Even the basic unit of charge has been shown to have smaller components called quarks. Studies have shown that all of these objects change. Some do so in a fraction of a second. Some, like protons, take incredibly long periods of time. The whole cosmos, however, is gradually dissolving--turning back into the energy from which it came.
5. Singularity evidence. In this grossly oversimplified and abbreviated discussion, what we have seen is that the physical world in which we live is far from permanent. Even the origin of matter itself suggests a nonphysical source. Cosmological models have been proposed that explain the origin of the cosmos as an infinitely small infinitely hot point, smaller than an atom. Descriptions from physics down to 10-43 seconds after the Creation have been made. No physical laws known to man can function beyond that.
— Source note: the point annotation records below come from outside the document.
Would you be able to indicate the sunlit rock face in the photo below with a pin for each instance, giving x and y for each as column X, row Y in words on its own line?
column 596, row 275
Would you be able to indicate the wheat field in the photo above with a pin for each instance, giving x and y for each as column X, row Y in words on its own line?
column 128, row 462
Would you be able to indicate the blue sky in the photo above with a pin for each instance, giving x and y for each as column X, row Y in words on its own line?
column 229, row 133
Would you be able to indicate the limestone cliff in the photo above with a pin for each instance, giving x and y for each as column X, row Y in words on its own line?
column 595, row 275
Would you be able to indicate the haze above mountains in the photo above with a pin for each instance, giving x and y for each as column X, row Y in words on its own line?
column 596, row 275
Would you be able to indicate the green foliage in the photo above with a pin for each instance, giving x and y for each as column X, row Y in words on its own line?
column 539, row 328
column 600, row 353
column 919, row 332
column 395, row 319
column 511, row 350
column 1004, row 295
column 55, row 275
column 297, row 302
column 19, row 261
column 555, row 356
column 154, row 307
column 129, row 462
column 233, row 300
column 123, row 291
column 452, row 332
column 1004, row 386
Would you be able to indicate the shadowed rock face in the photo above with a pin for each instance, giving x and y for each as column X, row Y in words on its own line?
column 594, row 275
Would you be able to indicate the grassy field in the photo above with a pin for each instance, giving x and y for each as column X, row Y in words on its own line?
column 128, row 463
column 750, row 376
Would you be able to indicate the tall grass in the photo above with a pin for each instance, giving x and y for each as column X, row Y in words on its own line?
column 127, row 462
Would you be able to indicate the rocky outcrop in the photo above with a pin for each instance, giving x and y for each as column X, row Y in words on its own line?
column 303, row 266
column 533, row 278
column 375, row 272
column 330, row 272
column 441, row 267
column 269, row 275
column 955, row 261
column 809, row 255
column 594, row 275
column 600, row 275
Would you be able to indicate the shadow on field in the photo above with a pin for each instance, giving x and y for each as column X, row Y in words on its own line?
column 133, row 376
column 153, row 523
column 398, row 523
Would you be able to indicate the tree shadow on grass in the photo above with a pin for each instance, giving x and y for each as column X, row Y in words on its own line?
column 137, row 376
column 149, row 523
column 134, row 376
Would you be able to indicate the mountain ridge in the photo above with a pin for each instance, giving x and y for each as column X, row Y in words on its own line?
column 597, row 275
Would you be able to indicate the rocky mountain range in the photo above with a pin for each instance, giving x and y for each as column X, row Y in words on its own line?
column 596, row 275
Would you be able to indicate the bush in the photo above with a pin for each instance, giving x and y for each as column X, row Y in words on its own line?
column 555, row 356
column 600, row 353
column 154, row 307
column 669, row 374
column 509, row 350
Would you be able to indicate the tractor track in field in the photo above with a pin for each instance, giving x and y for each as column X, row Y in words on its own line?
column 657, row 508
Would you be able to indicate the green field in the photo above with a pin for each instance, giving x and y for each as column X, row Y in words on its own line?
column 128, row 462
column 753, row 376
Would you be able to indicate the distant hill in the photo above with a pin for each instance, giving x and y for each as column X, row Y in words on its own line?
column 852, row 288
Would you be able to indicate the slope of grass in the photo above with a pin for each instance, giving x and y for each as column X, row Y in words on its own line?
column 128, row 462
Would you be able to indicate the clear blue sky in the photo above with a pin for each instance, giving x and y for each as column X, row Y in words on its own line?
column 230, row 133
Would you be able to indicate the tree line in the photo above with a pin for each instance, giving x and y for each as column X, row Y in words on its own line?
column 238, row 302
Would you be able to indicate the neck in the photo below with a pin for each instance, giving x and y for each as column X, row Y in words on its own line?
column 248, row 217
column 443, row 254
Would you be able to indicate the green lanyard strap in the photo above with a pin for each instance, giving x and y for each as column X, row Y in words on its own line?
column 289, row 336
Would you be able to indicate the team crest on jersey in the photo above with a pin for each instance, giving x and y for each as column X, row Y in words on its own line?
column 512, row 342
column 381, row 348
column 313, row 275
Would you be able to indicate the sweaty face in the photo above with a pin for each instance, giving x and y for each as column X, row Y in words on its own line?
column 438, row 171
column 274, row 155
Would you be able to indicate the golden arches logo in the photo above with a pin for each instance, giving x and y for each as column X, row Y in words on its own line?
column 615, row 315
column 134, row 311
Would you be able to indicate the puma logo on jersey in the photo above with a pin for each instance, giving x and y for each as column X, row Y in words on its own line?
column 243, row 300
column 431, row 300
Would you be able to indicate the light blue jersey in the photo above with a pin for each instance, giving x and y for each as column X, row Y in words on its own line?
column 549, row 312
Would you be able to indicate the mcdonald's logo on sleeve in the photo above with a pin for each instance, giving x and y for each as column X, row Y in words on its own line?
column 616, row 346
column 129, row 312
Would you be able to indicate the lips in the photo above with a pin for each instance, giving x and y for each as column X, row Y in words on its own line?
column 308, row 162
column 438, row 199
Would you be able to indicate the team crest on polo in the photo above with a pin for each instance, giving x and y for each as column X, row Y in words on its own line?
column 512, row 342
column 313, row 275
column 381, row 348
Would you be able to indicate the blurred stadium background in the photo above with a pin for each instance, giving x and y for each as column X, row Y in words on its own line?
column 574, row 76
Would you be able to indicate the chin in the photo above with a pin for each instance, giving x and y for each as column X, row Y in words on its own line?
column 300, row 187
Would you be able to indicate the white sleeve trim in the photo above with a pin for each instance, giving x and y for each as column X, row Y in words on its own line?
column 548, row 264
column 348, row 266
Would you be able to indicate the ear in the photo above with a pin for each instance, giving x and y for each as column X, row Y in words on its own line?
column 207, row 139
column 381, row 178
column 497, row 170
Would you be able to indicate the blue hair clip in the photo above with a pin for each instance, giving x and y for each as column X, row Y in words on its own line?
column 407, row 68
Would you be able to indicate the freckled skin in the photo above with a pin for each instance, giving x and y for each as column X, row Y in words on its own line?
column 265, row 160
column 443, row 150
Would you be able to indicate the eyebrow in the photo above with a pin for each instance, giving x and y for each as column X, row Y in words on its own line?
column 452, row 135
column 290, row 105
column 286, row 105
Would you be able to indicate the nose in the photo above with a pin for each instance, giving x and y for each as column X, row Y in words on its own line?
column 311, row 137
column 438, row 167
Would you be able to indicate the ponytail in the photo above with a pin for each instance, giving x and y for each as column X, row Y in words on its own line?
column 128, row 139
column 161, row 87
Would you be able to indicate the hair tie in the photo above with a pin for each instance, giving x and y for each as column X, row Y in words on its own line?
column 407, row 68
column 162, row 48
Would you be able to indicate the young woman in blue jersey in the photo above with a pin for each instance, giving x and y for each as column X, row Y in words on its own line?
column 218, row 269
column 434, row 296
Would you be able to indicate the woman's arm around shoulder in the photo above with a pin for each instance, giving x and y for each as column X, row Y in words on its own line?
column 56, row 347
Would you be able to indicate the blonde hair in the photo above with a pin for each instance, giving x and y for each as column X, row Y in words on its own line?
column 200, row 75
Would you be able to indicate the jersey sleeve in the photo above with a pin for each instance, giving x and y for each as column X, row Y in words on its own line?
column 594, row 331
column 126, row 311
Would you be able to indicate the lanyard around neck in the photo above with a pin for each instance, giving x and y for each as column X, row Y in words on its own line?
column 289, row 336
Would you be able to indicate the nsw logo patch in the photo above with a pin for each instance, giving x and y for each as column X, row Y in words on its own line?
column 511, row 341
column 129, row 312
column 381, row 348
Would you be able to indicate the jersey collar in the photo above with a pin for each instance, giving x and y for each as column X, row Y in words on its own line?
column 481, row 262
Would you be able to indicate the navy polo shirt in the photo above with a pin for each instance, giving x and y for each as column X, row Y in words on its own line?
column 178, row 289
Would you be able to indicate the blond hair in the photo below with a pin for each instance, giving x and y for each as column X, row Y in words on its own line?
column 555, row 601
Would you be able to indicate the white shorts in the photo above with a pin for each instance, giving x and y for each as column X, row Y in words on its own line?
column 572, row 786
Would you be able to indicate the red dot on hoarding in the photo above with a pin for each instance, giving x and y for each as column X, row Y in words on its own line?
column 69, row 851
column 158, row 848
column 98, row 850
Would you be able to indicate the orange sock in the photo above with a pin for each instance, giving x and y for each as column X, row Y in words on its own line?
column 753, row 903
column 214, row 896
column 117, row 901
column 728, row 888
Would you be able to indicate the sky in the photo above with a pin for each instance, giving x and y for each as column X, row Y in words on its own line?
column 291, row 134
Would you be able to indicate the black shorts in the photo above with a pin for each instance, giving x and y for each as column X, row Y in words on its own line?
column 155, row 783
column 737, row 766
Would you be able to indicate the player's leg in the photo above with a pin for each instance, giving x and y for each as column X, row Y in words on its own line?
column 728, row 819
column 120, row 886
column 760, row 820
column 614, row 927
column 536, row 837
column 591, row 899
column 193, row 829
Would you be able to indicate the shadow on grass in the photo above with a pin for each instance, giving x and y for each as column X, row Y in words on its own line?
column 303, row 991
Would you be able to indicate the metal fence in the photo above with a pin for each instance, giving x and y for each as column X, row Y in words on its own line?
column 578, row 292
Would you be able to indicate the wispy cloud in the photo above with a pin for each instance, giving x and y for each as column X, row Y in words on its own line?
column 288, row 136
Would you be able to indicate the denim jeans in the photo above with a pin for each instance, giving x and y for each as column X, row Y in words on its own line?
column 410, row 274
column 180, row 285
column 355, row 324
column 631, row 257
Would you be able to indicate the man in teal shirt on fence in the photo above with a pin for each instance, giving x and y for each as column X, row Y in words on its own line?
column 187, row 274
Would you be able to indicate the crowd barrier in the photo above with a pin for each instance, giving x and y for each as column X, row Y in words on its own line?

Called a singularity, we have an object that by definition does not conform to the laws of science. Whether one deals with string theory or some other model, all explanations run into the necessity of a condition that does not conform to the formulas and laws in the physics book. This situation will change, but the end result will not. New theories will propose other models, but all will come back to some kind of a singularity event. None of this theorizing could even be attempted if the thinking done was confined to the physical world.
6. Human demonstrations of things that are not physical. We have in this discussion confined ourselves to a practical physical approach to this subject. Those trained in philosophy could offer much more support, and in reality almost every discipline can address itself to this question. Even those who study the nature of man see characteristics that cannot be dismissed as physically caused. It is easy to see that many of man's unique characteristics cannot be attributed to his brain. Man's creative abilities, his desires, and ability to worship, his ability to be taught to think, his capacity to feel guilt, sympathy, and forgiveness are not due to his brain. Retarded individuals universally do these things, and highly intelligent animals do not. We have shown this in previous issues of this journal, so we will not repeat it here. The point is that there is evidence from a wide range of disciplines which show that the physical world is only the tip of the iceberg of what reality is all about. How the spiritual world interacts with each of these areas is an understanding that is a long way off, but if we deny the possibility we will never find it.